In Theorem 8 the authors claim to use Dynkin's theorem in a way that I do not understand. The setting is the following. We are given a signed measure $\mu$ and a positive measure $\nu$, both defined on $\mathbb{R}$ (in the notations of the PDF they are called $dA$ and $dV$). Suppose that we know that $|\mu((a,b])|\leq\nu((a,b])$ for all semi-open intervals ($|\mu((a,b])|$ is just the absolute value of $\mu((a,b])$). The authors seem to claim that then we can apply Dynkin's theorem to get $|\mu(B)|\leq\nu(B)$ for all Borel sets $B\subset\mathbb{R}$.

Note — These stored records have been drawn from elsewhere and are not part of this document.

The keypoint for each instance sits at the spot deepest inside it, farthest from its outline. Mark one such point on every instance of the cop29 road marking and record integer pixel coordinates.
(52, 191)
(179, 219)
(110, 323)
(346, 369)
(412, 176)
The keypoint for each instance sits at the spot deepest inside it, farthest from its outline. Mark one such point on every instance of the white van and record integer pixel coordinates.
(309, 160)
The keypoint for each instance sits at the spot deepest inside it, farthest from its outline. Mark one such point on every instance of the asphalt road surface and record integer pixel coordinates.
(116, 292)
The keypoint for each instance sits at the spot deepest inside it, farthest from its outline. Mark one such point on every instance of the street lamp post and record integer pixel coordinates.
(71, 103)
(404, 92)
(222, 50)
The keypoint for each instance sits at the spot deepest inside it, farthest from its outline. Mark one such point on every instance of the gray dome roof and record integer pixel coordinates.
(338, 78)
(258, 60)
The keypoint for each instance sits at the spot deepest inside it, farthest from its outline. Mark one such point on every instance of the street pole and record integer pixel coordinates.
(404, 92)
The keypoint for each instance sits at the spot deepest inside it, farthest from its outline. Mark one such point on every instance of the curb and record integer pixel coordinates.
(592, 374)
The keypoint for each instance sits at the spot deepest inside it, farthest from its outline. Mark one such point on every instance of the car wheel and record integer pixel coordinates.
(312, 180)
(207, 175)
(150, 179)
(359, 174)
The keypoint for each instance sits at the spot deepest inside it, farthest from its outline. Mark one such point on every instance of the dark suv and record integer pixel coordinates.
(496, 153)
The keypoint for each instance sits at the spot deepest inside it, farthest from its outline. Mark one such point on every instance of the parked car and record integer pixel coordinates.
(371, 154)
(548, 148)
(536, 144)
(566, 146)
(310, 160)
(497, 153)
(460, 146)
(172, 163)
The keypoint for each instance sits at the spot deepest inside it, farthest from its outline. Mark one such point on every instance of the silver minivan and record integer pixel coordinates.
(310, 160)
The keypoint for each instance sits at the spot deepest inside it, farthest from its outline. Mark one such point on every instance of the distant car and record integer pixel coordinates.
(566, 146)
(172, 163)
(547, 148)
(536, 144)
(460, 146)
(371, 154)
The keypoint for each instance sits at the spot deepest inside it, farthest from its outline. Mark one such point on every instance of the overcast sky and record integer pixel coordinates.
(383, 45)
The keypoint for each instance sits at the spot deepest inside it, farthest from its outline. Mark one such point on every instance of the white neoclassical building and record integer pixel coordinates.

My problem with the application of Dynkin's theorem is that, while I know that the intervals are a $\pi-$system, I can't see why the collection of $B$ such that $|\mu(B)|\leq\nu(B)$ is a $\lambda-$system, because it does not seem to be closed under complements. Any help or hint is much appreciated. Thanks!
Dynkin's theorem is not well-suited for inequalities. Another approach lies on regularity of finite measures on metric spaces. As continuous functions are uniform limit of left-continuous step functions, you have $$ \bigg| \int_{(s,t]} \varphi\,dA\bigg| \le \int_{(s,t]} |\varphi| \,dV $$ for all continuous function $\varphi$ on $[0,a]$. Take disjoint Borel sets $E_1,\ldots,E_n$ such that $(s,t]= \cup_{i=1}^n E_i$. Given $\varepsilon > 0$, one can find compact sets $K_i \subseteq E_i$ and open sets $O_i \supseteq E_i$ such that $|dA|(O_i \setminus K_i) \le \varepsilon/2^i$, so $$ \sum_i |dA(E_i)| \le \varepsilon + \sum_i |dA(K_i)| $$ Pick some continuous functions $\varphi_i$ with disjoint supports such that $0 \le \varphi_i \le 1$, $\varphi_i = 1$ on $K_i$ and $\operatorname{supp} \varphi_i \subset O_i$ (such functions exist by Urysohn's lemma). Using triangular inequality again $$ \sum_i |dA(E_i)| \le 2\varepsilon + \sum_i \bigg|\int_{(s,t]} \varphi_i\,dA\bigg| \le 2\varepsilon + \int_{(s,t]} \bigg(\sum_i \varphi_i\bigg)dV \le 2\varepsilon +dV(s,t] $$ Since $\varepsilon > 0$ and $E_1,\ldots,E_n$ were arbitrary, you get $|dA|(s,t] \le dV(s,t]$. The reverse inequality is obvious, thus $dV$ and $|dA|$ agree on sets of the form $(s,t]$ so on Borel sets by Dynkin's theorem (because semi-open intervals constitute a $\pi$-system generating the Borel $\sigma$-algebra, and both measures $dV$ and $|dA|$ are finite with same total mass).